The standard plunger pumphead, consisting of a housing, displacement plunger, seal arrangement, pump valves and suction/discharge side connections, is commonly used where high pressures and high flow rates are encountered. The simple design and small number of components allows a low dead volume and high volumetric efficiency.
Mechanically coupled and hydraulically actuated diaphragm pumpheads can be classified as relatively recent developments and these types of pumpheads are usually specified where toxic materials are being handled and leak-proof performance is required.
As a result of the wider variety of materials that can be used for diaphragms, pumpheads are now capable of accommodating hazardous, toxic and dangerous liquids at variable flow rates and pressures. With greater emphasis being placed on safety and environmental considerations, and as further legislation is introduced, users are moving towards diaphragm pumps and away from the traditional plunger design.
Hydraulically actuated double diaphragm pumpheads now incorporate diaphragms made from either PTFE or stainless steel, and are capable of handling pressures of up to a 1000bar and above.

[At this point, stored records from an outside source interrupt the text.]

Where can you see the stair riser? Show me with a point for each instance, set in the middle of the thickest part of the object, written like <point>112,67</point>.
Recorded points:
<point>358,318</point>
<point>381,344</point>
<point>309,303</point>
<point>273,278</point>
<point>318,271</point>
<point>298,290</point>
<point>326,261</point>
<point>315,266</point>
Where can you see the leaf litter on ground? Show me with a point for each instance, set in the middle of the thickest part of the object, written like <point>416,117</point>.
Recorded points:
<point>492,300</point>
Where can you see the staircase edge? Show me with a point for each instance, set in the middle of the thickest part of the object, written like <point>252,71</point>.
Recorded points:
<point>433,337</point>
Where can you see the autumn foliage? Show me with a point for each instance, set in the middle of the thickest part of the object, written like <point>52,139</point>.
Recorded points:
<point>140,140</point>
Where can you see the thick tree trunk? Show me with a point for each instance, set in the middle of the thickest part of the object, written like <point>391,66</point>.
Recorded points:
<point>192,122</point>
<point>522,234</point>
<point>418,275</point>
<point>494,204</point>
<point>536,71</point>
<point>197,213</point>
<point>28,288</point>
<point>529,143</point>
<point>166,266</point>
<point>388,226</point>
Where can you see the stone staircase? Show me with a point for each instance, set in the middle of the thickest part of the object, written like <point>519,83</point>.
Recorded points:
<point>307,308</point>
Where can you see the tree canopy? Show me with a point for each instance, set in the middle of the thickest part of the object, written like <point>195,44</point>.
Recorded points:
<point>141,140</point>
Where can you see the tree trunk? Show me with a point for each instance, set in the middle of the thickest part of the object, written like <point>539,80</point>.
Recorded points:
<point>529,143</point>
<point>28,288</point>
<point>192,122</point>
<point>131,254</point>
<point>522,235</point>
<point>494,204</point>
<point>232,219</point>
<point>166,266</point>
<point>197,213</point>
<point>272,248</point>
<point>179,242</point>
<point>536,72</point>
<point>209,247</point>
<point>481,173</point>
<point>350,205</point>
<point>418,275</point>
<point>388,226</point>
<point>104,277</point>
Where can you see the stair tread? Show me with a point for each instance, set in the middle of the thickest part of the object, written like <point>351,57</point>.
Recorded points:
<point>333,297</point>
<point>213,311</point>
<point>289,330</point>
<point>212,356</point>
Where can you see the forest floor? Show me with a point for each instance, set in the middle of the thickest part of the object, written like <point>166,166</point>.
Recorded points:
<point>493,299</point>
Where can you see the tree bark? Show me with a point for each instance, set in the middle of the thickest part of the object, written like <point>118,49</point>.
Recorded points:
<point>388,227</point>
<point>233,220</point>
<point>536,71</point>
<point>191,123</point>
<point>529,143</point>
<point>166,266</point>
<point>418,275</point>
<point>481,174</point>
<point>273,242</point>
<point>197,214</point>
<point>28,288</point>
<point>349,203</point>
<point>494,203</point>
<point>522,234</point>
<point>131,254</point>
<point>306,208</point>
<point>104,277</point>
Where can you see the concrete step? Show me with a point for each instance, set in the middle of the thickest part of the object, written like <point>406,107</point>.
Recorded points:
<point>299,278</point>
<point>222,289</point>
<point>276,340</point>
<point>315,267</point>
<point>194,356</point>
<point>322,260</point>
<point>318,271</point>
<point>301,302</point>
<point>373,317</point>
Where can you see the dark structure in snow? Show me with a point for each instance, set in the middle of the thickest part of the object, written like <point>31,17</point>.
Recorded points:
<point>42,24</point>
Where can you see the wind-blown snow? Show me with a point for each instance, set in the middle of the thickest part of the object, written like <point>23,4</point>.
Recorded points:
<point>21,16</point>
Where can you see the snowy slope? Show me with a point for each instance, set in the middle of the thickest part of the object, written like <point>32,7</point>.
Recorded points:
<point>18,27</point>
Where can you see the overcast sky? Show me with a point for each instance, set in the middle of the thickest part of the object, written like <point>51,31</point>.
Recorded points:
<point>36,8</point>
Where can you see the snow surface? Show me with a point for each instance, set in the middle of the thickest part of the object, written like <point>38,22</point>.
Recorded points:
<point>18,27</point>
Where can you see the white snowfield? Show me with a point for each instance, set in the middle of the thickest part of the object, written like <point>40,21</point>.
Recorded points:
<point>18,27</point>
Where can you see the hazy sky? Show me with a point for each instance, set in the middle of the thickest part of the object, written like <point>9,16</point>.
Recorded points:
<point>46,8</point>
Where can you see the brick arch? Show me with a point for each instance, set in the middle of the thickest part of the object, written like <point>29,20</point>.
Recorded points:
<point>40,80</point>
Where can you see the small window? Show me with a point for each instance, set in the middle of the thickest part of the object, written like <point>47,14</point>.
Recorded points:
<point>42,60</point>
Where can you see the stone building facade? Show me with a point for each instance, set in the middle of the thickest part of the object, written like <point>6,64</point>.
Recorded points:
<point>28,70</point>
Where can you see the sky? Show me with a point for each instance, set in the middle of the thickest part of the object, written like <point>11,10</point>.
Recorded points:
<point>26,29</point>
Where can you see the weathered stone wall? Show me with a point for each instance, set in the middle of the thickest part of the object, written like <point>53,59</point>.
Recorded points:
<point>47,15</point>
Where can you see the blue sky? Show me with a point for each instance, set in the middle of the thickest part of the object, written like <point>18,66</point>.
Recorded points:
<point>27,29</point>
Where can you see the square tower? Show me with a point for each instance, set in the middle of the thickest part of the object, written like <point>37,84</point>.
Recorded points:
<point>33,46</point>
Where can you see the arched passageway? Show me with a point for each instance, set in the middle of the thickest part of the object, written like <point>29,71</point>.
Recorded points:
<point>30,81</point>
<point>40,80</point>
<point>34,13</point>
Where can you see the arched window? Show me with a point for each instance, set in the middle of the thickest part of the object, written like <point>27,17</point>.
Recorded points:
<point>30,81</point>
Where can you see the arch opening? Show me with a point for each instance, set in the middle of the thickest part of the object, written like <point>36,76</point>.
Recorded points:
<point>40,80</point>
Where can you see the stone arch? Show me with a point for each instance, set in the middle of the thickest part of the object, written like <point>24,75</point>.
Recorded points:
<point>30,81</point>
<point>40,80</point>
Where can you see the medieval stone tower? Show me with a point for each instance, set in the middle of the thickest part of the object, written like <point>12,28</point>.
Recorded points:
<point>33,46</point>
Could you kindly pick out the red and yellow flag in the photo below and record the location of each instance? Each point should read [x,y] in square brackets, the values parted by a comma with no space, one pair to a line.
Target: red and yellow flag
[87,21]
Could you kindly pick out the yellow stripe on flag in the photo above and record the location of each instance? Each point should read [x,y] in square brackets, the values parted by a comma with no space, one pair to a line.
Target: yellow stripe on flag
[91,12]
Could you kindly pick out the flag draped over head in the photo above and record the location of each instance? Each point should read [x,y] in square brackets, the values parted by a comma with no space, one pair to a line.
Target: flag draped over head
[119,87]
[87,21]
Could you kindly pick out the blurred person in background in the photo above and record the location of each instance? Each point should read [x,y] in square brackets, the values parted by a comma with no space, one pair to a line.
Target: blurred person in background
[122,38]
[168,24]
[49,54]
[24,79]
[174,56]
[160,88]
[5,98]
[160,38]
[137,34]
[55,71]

The international companies that have a dominant presence in the metering pump sector include Milton Roy, IDEX with its OBL and Pulsafeeder brands, Prominent, SPX Bran+Luebbe and Lewa. All report a growing demand for their products, with the oil and gas and water treatment sectors leading the list of industries.
Milton Roy global product line manager Axel Bokiba says he sees the market being driven by unconventional oil and gas production such as deepwater and shale, and pump controllability for better operational expenditure management such as smart pumps, condition monitoring and web-based remote control.
“The market has changed significantly, with the deals getting more global as well all the players striving to leverage the rise of recently developed countries,” says Bodika.
IDEX OBLsrl general manager Daniele Di Cesare agrees that one of the biggest sectors right now is oil and gas, with new techniques of oil extraction such as fracking and floating production, storage and offloading (FPSO) systems behind the increase in demand.
Likewise, Lewa corporate development manager Florian Kieninger highlights the market for upstream and downstream oil and gas as a growth area due to the high capital expediture of big end customers and the high cost of oil globally.
“The oil and gas and chemical industries are a particularly strong area for our diaphragm metering pumps,” says Kieninger.
SPX, which has a specific brand focus on the oil and gas market, including offshore platforms, sees a similar pattern, commenting that the market drivers influencing product developments include accuracy, controllability, size, weight and pressure capability.
“At SPX, our Bran+Luebbe brand has specific focus on the oil and gas market, including offshore installations, “ says SPX commercial lead Steve Digby.